See the picture of one of Brad's Runts next to a soda can in this thread:

http://www.pigeons.biz/forums/showthread.php?t=12483&page=2&highlight=soda

Somewhere there is another comparison "picture" where Brad combined the photo in the link above with a photo of an average sized pigeon next to a soda can. Couldn't find it just now but will look a bit later.

Terry


----------



## Lin Hansen (Jan 9, 2004)

Hey Terry!

Here's the other one.....the picture is on page two....

http://www.pigeons.biz/forums/showthread.php?t=12942

Linda

PS....the picture of Brad's runt beside the soda can in the first link is on page one of that thread.


----------



## TAWhatley (Mar 6, 2001)

Lin Hansen said:


> Here's the other one.....the picture is on page two....
> 
> http://www.pigeons.biz/forums/showthread.php?t=12942
> 
> PS....the picture of Brad's runt beside the soda can in the first link is on page one of that thread.
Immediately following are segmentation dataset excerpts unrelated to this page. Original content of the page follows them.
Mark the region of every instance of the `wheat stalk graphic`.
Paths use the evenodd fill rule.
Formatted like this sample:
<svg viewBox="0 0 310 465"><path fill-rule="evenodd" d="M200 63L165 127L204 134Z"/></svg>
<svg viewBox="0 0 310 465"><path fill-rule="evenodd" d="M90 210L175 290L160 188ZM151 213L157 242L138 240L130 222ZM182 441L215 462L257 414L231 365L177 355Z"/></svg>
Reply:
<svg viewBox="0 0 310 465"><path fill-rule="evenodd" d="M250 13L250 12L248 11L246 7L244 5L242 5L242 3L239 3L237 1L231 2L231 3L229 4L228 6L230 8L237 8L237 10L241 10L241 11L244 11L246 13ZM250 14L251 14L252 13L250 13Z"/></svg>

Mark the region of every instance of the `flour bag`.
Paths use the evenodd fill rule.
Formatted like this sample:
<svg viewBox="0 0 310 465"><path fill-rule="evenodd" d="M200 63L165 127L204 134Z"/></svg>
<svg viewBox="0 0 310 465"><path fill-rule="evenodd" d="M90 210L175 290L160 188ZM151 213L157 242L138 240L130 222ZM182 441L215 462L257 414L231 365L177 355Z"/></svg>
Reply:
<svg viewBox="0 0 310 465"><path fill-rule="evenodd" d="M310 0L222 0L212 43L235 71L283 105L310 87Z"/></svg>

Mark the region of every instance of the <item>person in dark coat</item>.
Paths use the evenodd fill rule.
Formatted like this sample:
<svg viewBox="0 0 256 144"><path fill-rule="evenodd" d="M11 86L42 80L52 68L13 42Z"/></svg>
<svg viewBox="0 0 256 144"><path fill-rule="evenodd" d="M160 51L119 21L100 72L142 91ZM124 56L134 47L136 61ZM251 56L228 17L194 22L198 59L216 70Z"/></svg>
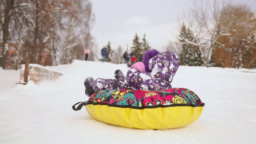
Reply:
<svg viewBox="0 0 256 144"><path fill-rule="evenodd" d="M101 52L102 59L101 60L102 62L107 62L108 59L108 51L107 49L105 48L105 46L103 46L103 48L100 50Z"/></svg>
<svg viewBox="0 0 256 144"><path fill-rule="evenodd" d="M135 54L134 54L134 51L132 50L132 52L131 52L130 54L130 58L132 58L132 56L135 56ZM131 64L132 63L132 58L131 58Z"/></svg>

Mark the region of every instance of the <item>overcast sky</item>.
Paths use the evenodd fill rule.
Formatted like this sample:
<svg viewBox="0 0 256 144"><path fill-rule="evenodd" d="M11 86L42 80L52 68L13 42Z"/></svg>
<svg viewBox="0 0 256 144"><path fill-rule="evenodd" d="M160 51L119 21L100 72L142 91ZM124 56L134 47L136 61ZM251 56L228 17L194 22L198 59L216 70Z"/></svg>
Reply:
<svg viewBox="0 0 256 144"><path fill-rule="evenodd" d="M144 34L152 48L160 50L179 30L179 17L192 6L192 0L91 0L96 18L92 34L101 48L110 41L112 48L132 46L137 33ZM246 4L256 12L256 0L232 0Z"/></svg>

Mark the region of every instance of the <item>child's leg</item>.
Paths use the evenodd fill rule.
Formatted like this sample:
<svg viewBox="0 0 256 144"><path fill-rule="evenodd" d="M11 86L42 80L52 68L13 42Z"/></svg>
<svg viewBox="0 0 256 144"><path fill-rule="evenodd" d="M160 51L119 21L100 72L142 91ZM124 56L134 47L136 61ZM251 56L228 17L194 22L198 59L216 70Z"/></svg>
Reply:
<svg viewBox="0 0 256 144"><path fill-rule="evenodd" d="M89 82L90 86L96 92L102 90L113 89L115 79L98 78L95 80Z"/></svg>
<svg viewBox="0 0 256 144"><path fill-rule="evenodd" d="M130 88L129 85L124 76L119 78L120 81L116 85L116 89L123 89ZM116 80L114 79L104 79L99 78L94 81L89 83L90 86L94 92L97 92L102 90L112 90L114 89L114 85Z"/></svg>
<svg viewBox="0 0 256 144"><path fill-rule="evenodd" d="M172 88L170 83L154 77L150 72L146 71L141 72L131 68L128 70L127 76L128 83L132 89L156 90Z"/></svg>

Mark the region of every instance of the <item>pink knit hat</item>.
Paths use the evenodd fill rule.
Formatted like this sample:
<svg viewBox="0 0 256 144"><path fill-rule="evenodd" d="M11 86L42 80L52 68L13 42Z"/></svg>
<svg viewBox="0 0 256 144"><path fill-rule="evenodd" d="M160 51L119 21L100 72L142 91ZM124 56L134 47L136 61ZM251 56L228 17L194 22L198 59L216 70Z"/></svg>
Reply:
<svg viewBox="0 0 256 144"><path fill-rule="evenodd" d="M142 72L146 70L146 67L145 66L144 64L140 62L137 62L133 64L131 68L133 68L135 70L138 70L140 72Z"/></svg>

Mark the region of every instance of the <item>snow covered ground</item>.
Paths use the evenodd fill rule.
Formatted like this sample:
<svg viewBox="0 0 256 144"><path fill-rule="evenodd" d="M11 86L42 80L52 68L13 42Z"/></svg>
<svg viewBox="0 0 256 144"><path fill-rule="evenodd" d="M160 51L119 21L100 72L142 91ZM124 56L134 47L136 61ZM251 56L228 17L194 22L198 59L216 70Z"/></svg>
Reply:
<svg viewBox="0 0 256 144"><path fill-rule="evenodd" d="M139 130L92 118L85 108L84 81L92 76L113 78L124 64L75 60L47 67L64 74L36 85L15 84L19 70L0 69L1 144L255 144L256 70L180 66L174 88L195 92L205 103L197 120L180 128Z"/></svg>

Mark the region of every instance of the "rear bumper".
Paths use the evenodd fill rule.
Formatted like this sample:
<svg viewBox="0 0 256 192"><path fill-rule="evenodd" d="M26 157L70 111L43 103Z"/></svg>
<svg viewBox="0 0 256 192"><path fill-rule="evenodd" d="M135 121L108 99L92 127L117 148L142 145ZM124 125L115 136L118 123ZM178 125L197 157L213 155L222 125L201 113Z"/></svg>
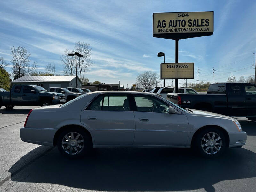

Thank you, Linda! You are definitely the WIZARD of finding threads here! I got distracted after finding the first photo this morning and still never would have found the other one even if I got back to that project today! Thanks again!

Terry


----------



## Lin Hansen (Jan 9, 2004)

TAWhatley said:


> Thank you, Linda! You are definitely the WIZARD of finding threads here! I got distracted after finding the first photo this morning and still never would have found the other one even if I got back to that project today! Thanks again!
> 
> Terry



Aw shucks.... .....thanks Terry!

Linda


----------



## ZigZagMarquis (Aug 31, 2004)

Brad's giant runts are about 23 lbs and frequently gang up on him, knock him around and give him the shake-down for peanuts and other treats when ever he comes into their loft.


----------



## Pigeonpal2002 (Jul 27, 2002)

ZigZagMarquis said:


> Brad's giant runts frequently gang up on him, knock him around and give him the shake-down for peanuts and other treats when ever he comes into their loft.


LOL @ ZIG...I Wish they did....I already get a little rough housing from Ricky, he's really the only one who will take me on It would be nice if they all attacked me in a fury of wings and beaks for treats


----------